Use the following procedure to configure a proxy between agents and the following services in the Smart Protection Network: Global Census, Good File Reputation, Predictive Machine Learning, and the Smart Protection Network itself.
  1. In the Server & Workload Protection console, click Policies at the top.
  2. In the main pane, double-click the policy that you use to protect computers that are behind the proxy.
  3. Set up a proxy to the Global Census, Good File Reputation, and Predictive Machine Learning Services as follows:
    1. Click Settings on the left.
    2. In the main pane, click the General tab.
    3. In the main pane, look for the Network Setting for Census and Good File Reputation Service, and Predictive Machine Learning section.
    4. If the Inherited check box is selected, the proxy settings are inherited from the parent policy. To change the settings for this policy or computer, clear the check box.
    5. Select When accessing Global Server, use proxy and in the list, select your proxy, or select New to specify another proxy.
    6. Save your settings.
  4. Set up a proxy to the Smart Protection Network for use with Anti-Malware:
    1. Click Anti-Malware on the left.
    2. In the main pane, click the Smart Protection tab.
    3. Under Smart Protection Server for File Reputation Service, if the Inherited check box is selected, the proxy settings are inherited from the parent policy.

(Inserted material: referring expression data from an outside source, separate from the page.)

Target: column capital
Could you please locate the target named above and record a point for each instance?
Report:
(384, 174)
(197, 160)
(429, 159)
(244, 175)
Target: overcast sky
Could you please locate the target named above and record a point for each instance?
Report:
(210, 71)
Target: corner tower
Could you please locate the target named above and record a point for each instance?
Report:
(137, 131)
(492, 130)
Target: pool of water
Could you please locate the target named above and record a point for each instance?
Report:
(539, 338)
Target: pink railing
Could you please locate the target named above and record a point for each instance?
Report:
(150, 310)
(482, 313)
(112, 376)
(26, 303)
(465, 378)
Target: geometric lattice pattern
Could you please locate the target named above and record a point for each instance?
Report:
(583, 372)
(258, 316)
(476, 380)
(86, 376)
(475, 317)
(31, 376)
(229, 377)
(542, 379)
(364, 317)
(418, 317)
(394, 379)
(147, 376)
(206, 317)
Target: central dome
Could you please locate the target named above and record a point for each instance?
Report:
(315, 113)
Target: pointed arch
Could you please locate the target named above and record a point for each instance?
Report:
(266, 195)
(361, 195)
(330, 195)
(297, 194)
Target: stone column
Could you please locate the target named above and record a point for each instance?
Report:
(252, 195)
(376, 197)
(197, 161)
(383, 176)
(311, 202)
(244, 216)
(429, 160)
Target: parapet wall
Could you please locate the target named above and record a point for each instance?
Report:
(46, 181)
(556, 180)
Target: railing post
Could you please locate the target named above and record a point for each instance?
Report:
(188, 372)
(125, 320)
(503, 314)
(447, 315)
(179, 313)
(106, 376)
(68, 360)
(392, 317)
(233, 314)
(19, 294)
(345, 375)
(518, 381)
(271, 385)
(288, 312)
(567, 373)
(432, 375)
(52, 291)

To change the settings for this policy or computer, clear the check box.
    4. Select Connect directly to Global Smart Protection Service.
    5. Select When accessing Global Smart Protection Service, use proxy and in the list, select your proxy or select New to specify another proxy.
    6. Specify your proxy settings and click OK.
    7. Save your settings.
  5. Set up a proxy to the Smart Protection Network for use with Web Reputation:
    1. Click Web Reputation on the left.
    2. In the main pane, click the Smart Protection tab.
    3. Under Smart Protection Server for Web Reputation Service, set up your proxy, the same way you did under Anti-Malware in a previous step.
    4. With Web Reputation still selected on the left, click the Advanced tab.
    5. In the Ports section, select a group of port numbers that includes your proxy's listening port number, and then click Save.
      For example, if you’re using a Squid proxy server, you would select the Port List Squid Web Server. If you don’t see an appropriate group of port numbers, go to Policies Common Objects Lists Port Lists and then click New to set up your ports.
    6. Save your settings.
  6. Send the new policy to your agents. See Send policy changes manually.
Your agents will now connect to the Smart Protection Network through a proxy.

Remove a proxy

To remove a proxy between agent and Server & Workload Protection, or agent and relay

Redeploy agents using new deployment scripts that no longer contain proxy settings. For details, see Use deployment scripts to add and protect computers.
OR
Run the following dsa_control commands on the agents:
dsa_control -x ""
dsa_control -y ""
dsa_control --pacproxy "" manager relay
Those commands remove the proxy settings from the agent's local configuration.
For details on dsa_control and its -x, -y, and --pacproxy options, see dsa_control.

To remove a proxy between any other components

Run through the instructions on connecting through a proxy, but complete them in reverse, so that you remove the proxy.